Nanjing Xinmu Information Technology Co., Ltd. (Seal)
/s/ Seal of Nanjing Xinmu Information Technology Co., Ltd.
Signature:  

/s/ Chao GUO

Name:   Chao GUO
Title:   General Manager
Nanjing Xingmu Biotechnology Co., Ltd. (Seal)
/s/ Seal of Nanjing Xingmu Biotechnology Co., Ltd.
Signature:  

/s/ Chao GUO

Name:   Chao GUO
Title:   General Manager


Annex 1:

Intellectual property rights


Annex 2:

Methods for calculation and payment of licensing fees

The licensing fees under the Agreement shall be a certain proportion of the total business income of the Licensee in the current year (the specific proportion shall be adjusted once a year, which shall be determined by both parties through negotiation according to the relevant resolutions of their respective board of directors). Such licensing fees shall be calculated quarterly and paid by the Licensee to the Licenser within 15 days after the end of each quarter. If the Licenser deems it necessary for the development of the Licensee’s business, the Licenser shall have the right to waive all or any portion of the Licensee’s licensing fees payable to the Licenser.

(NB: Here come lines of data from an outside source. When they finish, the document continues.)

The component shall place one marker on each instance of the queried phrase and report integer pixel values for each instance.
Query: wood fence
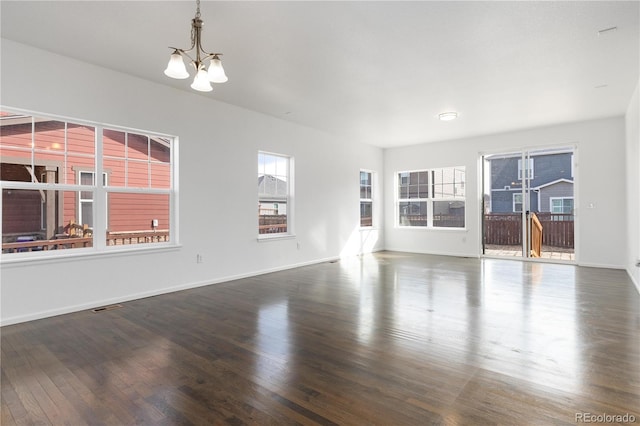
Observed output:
(272, 224)
(439, 220)
(506, 229)
(69, 242)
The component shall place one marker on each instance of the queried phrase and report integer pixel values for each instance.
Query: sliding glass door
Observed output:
(528, 204)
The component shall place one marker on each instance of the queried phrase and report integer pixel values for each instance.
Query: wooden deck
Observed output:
(387, 339)
(548, 252)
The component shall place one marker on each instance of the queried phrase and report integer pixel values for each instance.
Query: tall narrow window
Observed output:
(517, 202)
(366, 199)
(274, 192)
(528, 172)
(413, 196)
(448, 197)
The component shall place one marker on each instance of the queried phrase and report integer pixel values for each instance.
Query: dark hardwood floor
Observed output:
(387, 339)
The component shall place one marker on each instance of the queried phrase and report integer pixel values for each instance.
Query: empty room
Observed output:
(320, 212)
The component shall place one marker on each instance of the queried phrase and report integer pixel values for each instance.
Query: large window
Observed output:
(432, 198)
(52, 200)
(274, 194)
(366, 199)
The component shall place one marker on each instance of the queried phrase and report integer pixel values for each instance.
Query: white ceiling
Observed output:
(374, 72)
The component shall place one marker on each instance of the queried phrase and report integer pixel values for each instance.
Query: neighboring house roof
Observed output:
(553, 183)
(272, 186)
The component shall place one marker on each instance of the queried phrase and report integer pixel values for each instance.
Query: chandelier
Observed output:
(204, 77)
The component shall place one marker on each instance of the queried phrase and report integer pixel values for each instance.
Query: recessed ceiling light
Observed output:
(606, 31)
(448, 116)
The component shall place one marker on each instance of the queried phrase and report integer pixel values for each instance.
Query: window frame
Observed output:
(365, 200)
(552, 199)
(514, 202)
(100, 191)
(287, 200)
(530, 173)
(430, 199)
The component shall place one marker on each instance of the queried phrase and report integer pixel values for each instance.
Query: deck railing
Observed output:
(67, 242)
(272, 224)
(506, 229)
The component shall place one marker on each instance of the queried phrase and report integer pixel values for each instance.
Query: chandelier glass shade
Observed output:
(204, 77)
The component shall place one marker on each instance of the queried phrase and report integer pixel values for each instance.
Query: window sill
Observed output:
(275, 237)
(431, 228)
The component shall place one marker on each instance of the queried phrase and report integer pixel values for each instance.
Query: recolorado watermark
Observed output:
(605, 418)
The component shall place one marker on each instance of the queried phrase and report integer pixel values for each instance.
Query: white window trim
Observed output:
(530, 173)
(99, 247)
(288, 200)
(551, 199)
(367, 200)
(513, 202)
(429, 200)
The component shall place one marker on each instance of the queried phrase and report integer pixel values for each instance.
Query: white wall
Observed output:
(218, 194)
(632, 120)
(601, 231)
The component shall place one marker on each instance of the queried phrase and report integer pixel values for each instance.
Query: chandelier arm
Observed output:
(183, 52)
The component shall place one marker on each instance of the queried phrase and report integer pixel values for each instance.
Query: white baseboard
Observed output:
(435, 253)
(600, 265)
(127, 298)
(633, 280)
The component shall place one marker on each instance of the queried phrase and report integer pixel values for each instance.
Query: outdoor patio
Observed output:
(548, 252)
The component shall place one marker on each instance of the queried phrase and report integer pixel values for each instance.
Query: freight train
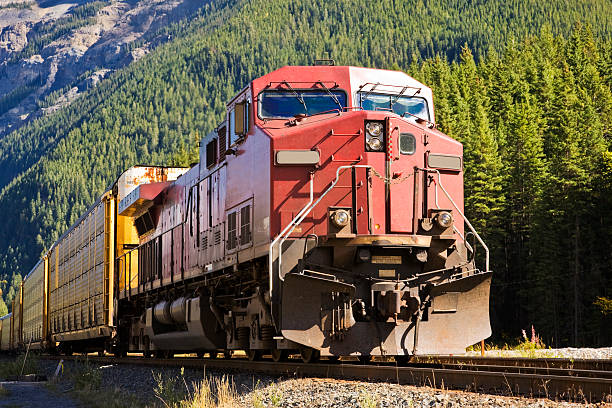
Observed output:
(324, 218)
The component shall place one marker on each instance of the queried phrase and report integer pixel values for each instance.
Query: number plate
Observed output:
(388, 260)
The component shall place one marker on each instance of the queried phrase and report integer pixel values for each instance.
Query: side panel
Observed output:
(80, 272)
(33, 305)
(17, 319)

If the Licenser considers that the licensing fees agreed in this article are unreasonable for some reason and need to be adjusted, the Licensee shall actively and honestly consult with the Licenser within ten working days after the date of the Licenser’s written request for adjusting the fees, to determine the new charging standard or mechanism. If the Licensee fails to reply within ten working days upon receipt of the above adjustment notice, it shall be deemed to have acquiesced to the adjustment of such fees. If requested by the Licensee, the Licenser shall negotiate with the Licensee on the adjustment of licensing fees.